EDIT: I guess this also applies to code that doesn’t necessarily trap, but performs a call with unreachable after it. After moving that block to the end of the function, ptxas will think that its successor falls outside of the original divergent region, even though it would dynamically never reach that point. This seems like something the structurizer should handle?

1 Like

Very cool. Any chance you want to “fix” our ptx backend?

Does anyone know what’s the current state of CFG structurization in LLVM in general these days?

We have IR-level structurizer StructurizeCFG.cpp but it appears that it’s not always sufficient. We’ve ran into a handful of cases when other transforms broke re-convergence.

Then we have MI-level structurizers:

I do not think NVPTX has any MI-level structurizer and we seem to rely on IR-level structurizer + ptxas, which is not always up to the job. Considering that we have no robust testing for how ptxas handles different CFGs, I’d be very cautious about introducing a full MI-level structurizer as there’s a good chance we’ll find new ptxas quirks. We may implement a small pass dealing with this specific corner case for now, and longer-term implement a proper MI-level structurizer which we can test on a large code base and eventually phase in.
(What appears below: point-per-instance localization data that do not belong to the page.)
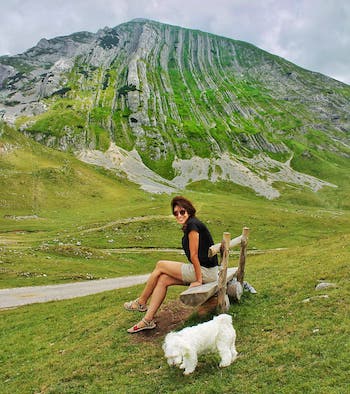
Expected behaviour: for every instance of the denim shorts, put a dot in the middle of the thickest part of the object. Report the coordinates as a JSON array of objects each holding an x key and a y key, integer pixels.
[{"x": 189, "y": 275}]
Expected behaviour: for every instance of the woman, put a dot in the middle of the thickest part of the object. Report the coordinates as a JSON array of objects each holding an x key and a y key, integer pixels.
[{"x": 195, "y": 242}]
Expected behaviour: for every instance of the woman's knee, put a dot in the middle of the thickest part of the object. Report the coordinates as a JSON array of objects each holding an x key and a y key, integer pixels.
[{"x": 165, "y": 280}]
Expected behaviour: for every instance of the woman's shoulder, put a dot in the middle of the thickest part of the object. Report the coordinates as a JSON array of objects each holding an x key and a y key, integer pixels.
[{"x": 193, "y": 223}]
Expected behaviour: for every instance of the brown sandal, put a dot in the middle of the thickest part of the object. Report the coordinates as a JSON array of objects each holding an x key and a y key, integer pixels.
[
  {"x": 148, "y": 325},
  {"x": 135, "y": 306}
]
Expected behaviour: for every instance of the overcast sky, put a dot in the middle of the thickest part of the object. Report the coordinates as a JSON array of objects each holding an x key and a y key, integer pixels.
[{"x": 314, "y": 34}]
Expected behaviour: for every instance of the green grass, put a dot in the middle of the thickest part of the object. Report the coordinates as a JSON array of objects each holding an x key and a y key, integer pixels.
[
  {"x": 284, "y": 344},
  {"x": 91, "y": 224}
]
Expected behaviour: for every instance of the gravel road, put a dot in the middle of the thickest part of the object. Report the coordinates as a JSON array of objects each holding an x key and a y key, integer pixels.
[{"x": 12, "y": 298}]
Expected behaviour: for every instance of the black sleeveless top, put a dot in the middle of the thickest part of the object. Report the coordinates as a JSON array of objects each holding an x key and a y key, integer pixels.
[{"x": 205, "y": 241}]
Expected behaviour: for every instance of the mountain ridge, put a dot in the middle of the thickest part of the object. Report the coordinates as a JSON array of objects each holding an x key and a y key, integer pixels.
[{"x": 173, "y": 94}]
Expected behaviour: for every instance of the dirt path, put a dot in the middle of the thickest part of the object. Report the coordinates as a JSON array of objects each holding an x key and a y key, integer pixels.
[{"x": 12, "y": 298}]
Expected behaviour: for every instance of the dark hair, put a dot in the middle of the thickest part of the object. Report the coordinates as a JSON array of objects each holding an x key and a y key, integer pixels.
[{"x": 183, "y": 202}]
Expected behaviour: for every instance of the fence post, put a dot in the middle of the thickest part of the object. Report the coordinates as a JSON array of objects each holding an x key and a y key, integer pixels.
[
  {"x": 242, "y": 255},
  {"x": 222, "y": 280}
]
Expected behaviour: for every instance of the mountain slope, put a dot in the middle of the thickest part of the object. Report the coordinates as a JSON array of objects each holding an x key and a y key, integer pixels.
[{"x": 173, "y": 94}]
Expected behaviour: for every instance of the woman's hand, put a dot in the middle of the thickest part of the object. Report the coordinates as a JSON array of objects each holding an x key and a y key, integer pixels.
[{"x": 197, "y": 283}]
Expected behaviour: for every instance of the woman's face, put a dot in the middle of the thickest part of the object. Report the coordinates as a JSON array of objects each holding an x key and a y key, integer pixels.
[{"x": 180, "y": 214}]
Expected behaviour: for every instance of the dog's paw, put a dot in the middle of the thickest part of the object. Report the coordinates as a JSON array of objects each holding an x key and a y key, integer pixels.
[{"x": 224, "y": 363}]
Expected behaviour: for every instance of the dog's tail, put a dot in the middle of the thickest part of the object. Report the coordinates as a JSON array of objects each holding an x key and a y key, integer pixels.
[{"x": 224, "y": 317}]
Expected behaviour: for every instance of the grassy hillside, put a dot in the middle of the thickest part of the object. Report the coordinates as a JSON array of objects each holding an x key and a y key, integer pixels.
[{"x": 64, "y": 221}]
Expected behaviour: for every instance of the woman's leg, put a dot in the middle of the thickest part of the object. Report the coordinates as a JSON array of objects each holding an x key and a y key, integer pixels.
[
  {"x": 158, "y": 295},
  {"x": 173, "y": 269}
]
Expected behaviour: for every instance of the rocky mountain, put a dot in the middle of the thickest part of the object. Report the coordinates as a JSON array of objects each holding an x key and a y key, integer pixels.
[{"x": 167, "y": 106}]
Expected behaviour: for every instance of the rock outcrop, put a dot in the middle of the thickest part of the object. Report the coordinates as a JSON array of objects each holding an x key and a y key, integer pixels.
[{"x": 200, "y": 105}]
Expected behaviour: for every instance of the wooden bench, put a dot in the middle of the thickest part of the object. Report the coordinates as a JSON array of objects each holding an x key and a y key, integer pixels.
[{"x": 195, "y": 296}]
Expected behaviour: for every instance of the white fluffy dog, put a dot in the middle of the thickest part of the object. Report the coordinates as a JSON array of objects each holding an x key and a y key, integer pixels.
[{"x": 218, "y": 335}]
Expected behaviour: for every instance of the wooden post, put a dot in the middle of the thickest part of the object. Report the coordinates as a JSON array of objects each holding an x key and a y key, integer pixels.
[
  {"x": 242, "y": 255},
  {"x": 222, "y": 307}
]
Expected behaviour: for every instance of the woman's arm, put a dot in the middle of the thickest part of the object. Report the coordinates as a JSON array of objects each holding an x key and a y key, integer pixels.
[{"x": 193, "y": 238}]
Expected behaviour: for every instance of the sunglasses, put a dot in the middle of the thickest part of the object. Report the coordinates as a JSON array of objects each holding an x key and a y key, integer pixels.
[{"x": 181, "y": 212}]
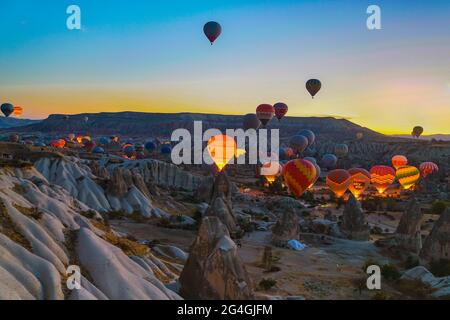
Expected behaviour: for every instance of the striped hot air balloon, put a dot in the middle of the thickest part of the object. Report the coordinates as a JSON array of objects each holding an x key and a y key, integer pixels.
[
  {"x": 382, "y": 177},
  {"x": 360, "y": 180},
  {"x": 265, "y": 113},
  {"x": 338, "y": 181},
  {"x": 399, "y": 161},
  {"x": 299, "y": 175},
  {"x": 427, "y": 168},
  {"x": 408, "y": 176}
]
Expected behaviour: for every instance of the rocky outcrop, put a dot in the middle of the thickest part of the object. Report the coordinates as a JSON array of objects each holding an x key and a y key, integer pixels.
[
  {"x": 287, "y": 228},
  {"x": 408, "y": 234},
  {"x": 437, "y": 244},
  {"x": 214, "y": 270},
  {"x": 354, "y": 224}
]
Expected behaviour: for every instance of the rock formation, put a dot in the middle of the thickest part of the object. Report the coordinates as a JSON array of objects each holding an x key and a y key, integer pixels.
[
  {"x": 287, "y": 228},
  {"x": 408, "y": 234},
  {"x": 354, "y": 224},
  {"x": 437, "y": 244},
  {"x": 214, "y": 269}
]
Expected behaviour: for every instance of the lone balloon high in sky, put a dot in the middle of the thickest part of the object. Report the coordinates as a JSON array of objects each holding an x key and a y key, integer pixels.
[{"x": 212, "y": 31}]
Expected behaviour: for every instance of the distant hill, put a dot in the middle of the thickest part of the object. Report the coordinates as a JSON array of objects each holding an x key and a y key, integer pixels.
[
  {"x": 135, "y": 124},
  {"x": 15, "y": 122},
  {"x": 442, "y": 137}
]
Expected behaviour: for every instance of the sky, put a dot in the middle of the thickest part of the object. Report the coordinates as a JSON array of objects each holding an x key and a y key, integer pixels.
[{"x": 152, "y": 56}]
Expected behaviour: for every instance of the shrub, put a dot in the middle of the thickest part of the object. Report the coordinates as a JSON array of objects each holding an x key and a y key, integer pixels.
[{"x": 267, "y": 284}]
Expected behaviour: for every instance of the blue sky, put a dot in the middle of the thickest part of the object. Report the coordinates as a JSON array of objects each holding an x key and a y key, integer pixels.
[{"x": 152, "y": 56}]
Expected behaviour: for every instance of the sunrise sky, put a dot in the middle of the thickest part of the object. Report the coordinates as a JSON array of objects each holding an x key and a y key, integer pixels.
[{"x": 152, "y": 56}]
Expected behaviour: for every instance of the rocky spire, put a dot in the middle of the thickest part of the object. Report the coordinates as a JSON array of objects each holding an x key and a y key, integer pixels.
[
  {"x": 214, "y": 269},
  {"x": 408, "y": 231},
  {"x": 354, "y": 224},
  {"x": 437, "y": 244}
]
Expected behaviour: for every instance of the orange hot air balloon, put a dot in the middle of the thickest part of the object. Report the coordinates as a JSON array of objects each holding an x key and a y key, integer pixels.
[
  {"x": 427, "y": 168},
  {"x": 382, "y": 177},
  {"x": 399, "y": 161},
  {"x": 222, "y": 149},
  {"x": 338, "y": 181},
  {"x": 298, "y": 176},
  {"x": 18, "y": 111},
  {"x": 408, "y": 176},
  {"x": 360, "y": 180}
]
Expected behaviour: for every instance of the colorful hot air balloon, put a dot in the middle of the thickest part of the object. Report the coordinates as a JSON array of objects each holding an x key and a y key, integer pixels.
[
  {"x": 341, "y": 150},
  {"x": 212, "y": 31},
  {"x": 417, "y": 131},
  {"x": 7, "y": 109},
  {"x": 309, "y": 135},
  {"x": 298, "y": 143},
  {"x": 329, "y": 161},
  {"x": 382, "y": 177},
  {"x": 222, "y": 149},
  {"x": 265, "y": 113},
  {"x": 251, "y": 121},
  {"x": 427, "y": 168},
  {"x": 338, "y": 181},
  {"x": 399, "y": 161},
  {"x": 299, "y": 175},
  {"x": 18, "y": 111},
  {"x": 408, "y": 176},
  {"x": 359, "y": 181},
  {"x": 280, "y": 110},
  {"x": 313, "y": 86}
]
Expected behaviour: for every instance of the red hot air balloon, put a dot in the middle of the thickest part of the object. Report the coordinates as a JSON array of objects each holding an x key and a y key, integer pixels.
[
  {"x": 265, "y": 113},
  {"x": 338, "y": 181},
  {"x": 399, "y": 161},
  {"x": 212, "y": 31},
  {"x": 280, "y": 110},
  {"x": 299, "y": 175},
  {"x": 360, "y": 180},
  {"x": 382, "y": 177},
  {"x": 427, "y": 168}
]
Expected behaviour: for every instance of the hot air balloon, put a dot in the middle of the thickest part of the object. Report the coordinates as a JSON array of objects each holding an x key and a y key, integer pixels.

Yeah, I’ll have a look. I’m currently prototyping a function pass in Julia, over at PTX: Structurize unreachable control flow by maleadt · Pull Request #467 · JuliaGPU/GPUCompiler.jl · GitHub (using the C API, so we’re a bit limited).

Do you think this is best suited as an NVPTX specific pass, or could it be added to the CFG structurizer? It more and more starts to look like a legitimate LLVM issue, where back-ends that don’t have a notion of unreachable will end up with a different CFG after block placement/folding. Just to summarize my current understanding (in pseudo PTX code):

entry:
  // start divergence
  @%p0 bra cont;
  @%p1 bra throw;
  bra.uni cont;
throw:
  call throw()
  //unreachable;
cont:
  // end divergence
  bar.sync 0; // cannot be divergent
exit:
  ret;

becomes

entry:
  // start divergence
  @%p0 bra cont;
  @%p1 bra throw;
  bra.uni cont;
cont:
  bar.sync 0; // oops
throw:
  call throw()
  //unreachable;
exit:
  // end divergence
  ret;

i.e. the barrier is executed divergently because of block layout changes, as PTX doesn’t retain the notion of unreachable and the throw block now falls through to exit.

The disadvantage of adding this to the structurizer (which AFAIU is executed earlier than back-end specific passes would be) is that changing e.g. trap/call @noreturn; unreachable to trap/call; br quickly gets “optimized” again to trap/call; unreachable.

Right. I think it is unwise to fight the IR canonicalization, instead we fix it late only for ptxas.

I guess another alternative is to add some notion of “supports unreachable control flow” (or a more general property) to the target machine, and gate specific optimizations on that feature. Though I’m not familiar enough with LLVM’s set of Machine IR passes to know which ones this would require that, apart from branch-folding and block-placement which I’ve encountered while debugging this issue.

In any case, I’ll continue prototyping the IR pass I linked above, and if/when I get something that works robustly I’ll have a look at upstreaming it.

Hasn’t really changed. We would like a machine version now that machine uniformity exists. It somewhat depends on pulling in the rest of the convergence tokens work (and really switching to globalisel)

I feel it is unwise to lift a ptxas bug into our target machine / machine IR. All that code should not need to deal with the brokenness of one target toolchain. At the pax backend level we know the unreachable terminators (I would assume), and we can patch them up with fake branches without disturbing anything else.